ステップ５０８では、ステップ５０４による繰返し処理で得られたオートエンコーダ１７８のパラメータをＲＡＭ３２０に保存し、さらにハードディスク３１４（図７）等からなるパラメータ記憶部１８０に転記することでオートエンコーダ１７８（及びエンコーダ３５０）の訓練が終了する。 In step 508, the parameters of the autoencoder 178 obtained by the iterative processing in step 504 are stored in the RAM 320, and further transferred to the parameter storage unit 180 including the hard disk 314 (FIG. 7), thereby causing the autoencoder 178 (and the encoder 350). ) Training is completed.

（３）校正と並行訓練
上記した処理により訓練が終了したエンコーダ３５０を用いた校正対象音響処理システム１６２（図５）内の各センサの校正は以下のようにして行われる。 (3) Calibration and parallel training Calibration of each sensor in the calibration target sound processing system 162 (FIG. 5) using the encoder 350 whose training has been completed by the above processing is performed as follows.
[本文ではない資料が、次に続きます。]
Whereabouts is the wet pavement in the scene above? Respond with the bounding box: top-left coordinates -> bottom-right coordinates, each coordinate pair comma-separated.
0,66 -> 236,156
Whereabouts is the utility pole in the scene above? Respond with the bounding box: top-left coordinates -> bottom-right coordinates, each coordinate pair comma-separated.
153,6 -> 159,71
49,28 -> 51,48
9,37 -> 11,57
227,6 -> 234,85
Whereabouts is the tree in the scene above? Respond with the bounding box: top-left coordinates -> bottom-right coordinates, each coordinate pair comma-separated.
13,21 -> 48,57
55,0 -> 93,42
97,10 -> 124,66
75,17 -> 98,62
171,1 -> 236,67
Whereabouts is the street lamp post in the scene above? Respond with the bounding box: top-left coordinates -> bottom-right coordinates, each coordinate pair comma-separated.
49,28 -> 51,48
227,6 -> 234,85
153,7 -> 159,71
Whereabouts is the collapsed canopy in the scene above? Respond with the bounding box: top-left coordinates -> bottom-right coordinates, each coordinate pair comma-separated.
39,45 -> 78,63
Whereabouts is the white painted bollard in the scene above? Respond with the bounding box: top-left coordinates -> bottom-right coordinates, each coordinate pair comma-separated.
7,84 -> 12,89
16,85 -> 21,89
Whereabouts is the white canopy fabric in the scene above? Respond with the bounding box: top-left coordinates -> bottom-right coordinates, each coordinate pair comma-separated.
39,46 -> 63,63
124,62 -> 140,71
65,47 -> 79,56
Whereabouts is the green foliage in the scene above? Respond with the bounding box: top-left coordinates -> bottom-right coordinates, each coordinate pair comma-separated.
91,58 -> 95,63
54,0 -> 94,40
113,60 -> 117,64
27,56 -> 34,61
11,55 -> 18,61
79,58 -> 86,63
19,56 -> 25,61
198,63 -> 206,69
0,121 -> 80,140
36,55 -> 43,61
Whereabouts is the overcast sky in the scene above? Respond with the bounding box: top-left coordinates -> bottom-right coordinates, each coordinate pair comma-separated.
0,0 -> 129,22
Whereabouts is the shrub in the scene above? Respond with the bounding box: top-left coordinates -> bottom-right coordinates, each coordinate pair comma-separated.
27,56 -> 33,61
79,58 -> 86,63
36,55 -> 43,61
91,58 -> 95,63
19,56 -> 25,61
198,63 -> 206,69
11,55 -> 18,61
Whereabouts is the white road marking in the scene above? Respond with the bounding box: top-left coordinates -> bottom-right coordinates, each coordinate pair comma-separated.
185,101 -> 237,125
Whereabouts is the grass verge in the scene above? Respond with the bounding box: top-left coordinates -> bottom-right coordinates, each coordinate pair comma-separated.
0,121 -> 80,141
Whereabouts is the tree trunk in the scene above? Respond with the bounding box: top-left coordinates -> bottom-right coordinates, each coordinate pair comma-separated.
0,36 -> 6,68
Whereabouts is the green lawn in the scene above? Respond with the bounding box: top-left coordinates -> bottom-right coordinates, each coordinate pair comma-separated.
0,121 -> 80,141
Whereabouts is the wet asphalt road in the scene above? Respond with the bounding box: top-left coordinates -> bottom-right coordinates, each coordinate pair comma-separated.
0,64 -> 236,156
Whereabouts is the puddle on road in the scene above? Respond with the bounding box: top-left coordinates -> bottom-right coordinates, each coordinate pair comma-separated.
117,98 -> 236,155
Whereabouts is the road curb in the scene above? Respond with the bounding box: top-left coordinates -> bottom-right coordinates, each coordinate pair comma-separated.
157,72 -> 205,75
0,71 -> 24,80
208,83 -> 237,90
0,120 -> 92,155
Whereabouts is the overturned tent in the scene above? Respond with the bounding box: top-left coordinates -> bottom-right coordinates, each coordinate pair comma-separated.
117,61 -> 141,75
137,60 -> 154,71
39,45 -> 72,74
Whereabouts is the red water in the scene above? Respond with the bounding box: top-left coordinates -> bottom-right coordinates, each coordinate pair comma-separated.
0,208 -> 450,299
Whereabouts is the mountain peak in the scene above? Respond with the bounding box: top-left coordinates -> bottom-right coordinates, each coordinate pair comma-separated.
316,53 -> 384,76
図１２を参照して、ステップ５６０で初期処理が行われる。この実施の形態においては、この初期処理では、各センサの位置及び姿勢に関する値には乱数が設定される。またパラメータ記憶部１８０からエンコーダ３５０のパラメータを読み込むことでエンコーダ３５０を構築する。このエンコーダ３５０はオートエンコーダ１７８を用いて訓練されたものと同じアルゴリズムを提供するものである。 With reference to FIG. 12, the initial process is performed in step 560. In this embodiment, in this initial process, random numbers are set for the values related to the position and orientation of each sensor. Further, the encoder 350 is constructed by reading the parameters of the encoder 350 from the parameter storage unit 180. The encoder 350 provides the same algorithm trained with the autoencoder 178.
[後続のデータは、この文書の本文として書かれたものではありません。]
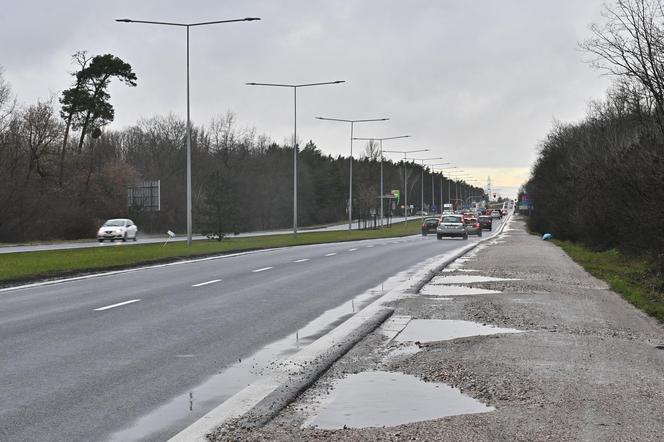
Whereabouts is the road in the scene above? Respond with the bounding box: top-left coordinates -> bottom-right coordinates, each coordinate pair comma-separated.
0,217 -> 412,253
0,226 -> 497,441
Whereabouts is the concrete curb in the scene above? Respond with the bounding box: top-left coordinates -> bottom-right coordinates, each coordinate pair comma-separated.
236,308 -> 394,427
169,217 -> 511,442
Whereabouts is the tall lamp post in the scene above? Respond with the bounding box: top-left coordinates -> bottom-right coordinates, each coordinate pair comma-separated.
427,163 -> 452,216
353,135 -> 410,228
115,17 -> 260,247
316,117 -> 389,231
247,80 -> 346,235
412,157 -> 443,217
383,149 -> 429,226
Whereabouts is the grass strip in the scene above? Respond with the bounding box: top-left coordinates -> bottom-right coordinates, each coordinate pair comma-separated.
0,219 -> 420,285
554,240 -> 664,322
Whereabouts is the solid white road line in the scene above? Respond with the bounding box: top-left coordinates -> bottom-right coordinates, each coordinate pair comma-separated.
93,299 -> 140,312
192,279 -> 221,287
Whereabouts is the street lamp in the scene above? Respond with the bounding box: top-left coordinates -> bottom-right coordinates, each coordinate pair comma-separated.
427,163 -> 452,212
115,17 -> 260,247
353,135 -> 410,228
384,149 -> 429,226
316,117 -> 389,231
412,157 -> 443,217
247,80 -> 346,235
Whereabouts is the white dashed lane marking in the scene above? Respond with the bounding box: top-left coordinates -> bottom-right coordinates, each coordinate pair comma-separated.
94,299 -> 140,312
192,279 -> 221,287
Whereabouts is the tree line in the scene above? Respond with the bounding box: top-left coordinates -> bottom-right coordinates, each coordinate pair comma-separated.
522,0 -> 664,273
0,58 -> 482,242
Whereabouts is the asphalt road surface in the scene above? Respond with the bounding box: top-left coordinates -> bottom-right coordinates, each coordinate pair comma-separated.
0,221 -> 497,441
0,216 -> 412,253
ステップ５６２では、校正用データの組をセンサ個数だけ収集する。ここでは、校正用データのタイムステップ数はｍ＋１であるものとする。はなお、この校正のための校正用データは、校正対象音響処理システム１６２の対象とする領域内を２人の人物が歩き回り、そのときの各センサの出力を得ることで収集される。 In step 562, as many sets of calibration data as the number of sensors are collected. Here, it is assumed that the number of time steps of the calibration data is m + 1. The calibration data for this calibration is collected when two people walk around in the target area of the calibration target acoustic processing system 162 and obtain the output of each sensor at that time.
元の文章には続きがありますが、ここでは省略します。